There are organizations referred to as "insurance consultants." These businesses receive a charge from the customer to research various insurance policies from different firms, much like a mortgage broker. An "insurance broker" works with numerous insurance firms to get the best insurance policy, much like an insurance consultant. However, with insurance brokers, the payment is typically made through a commission from the chosen insurer rather than by the client.


Insurance transactions do not transfer any risks to insurance consultants or brokers because neither are insurance firms. Firms known as third party administrators provide insurance companies with underwriting and occasionally claims management services. These businesses frequently possess specialized knowledge that insurance firms do not.
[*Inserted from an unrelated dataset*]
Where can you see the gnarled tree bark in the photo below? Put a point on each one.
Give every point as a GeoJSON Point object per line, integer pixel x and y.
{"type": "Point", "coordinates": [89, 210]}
Financial stability and rating

When purchasing an insurance contract, the strength and stability of the insurance provider should be taken into serious consideration. A current insurance premium provides protection against losses that could occur many years in the future. The insurance company's viability is crucial because of this. Several insurance businesses have gone bankrupt in recent years, leaving their consumers without coverage (or coverage only from a government-backed insurance pool or other arrangement with less attractive payouts for losses). Information is provided and the financial viability of insurance businesses is rated by a number of independent rating agencies.

Several organizations, including A. M. Best, rate insurance companies. The company's financial strength, which gauges its capacity to settle claims, is factored into the ratings. Bonds, notes, and securitization products, among other financial instruments issued by the insurance firm, are also rated.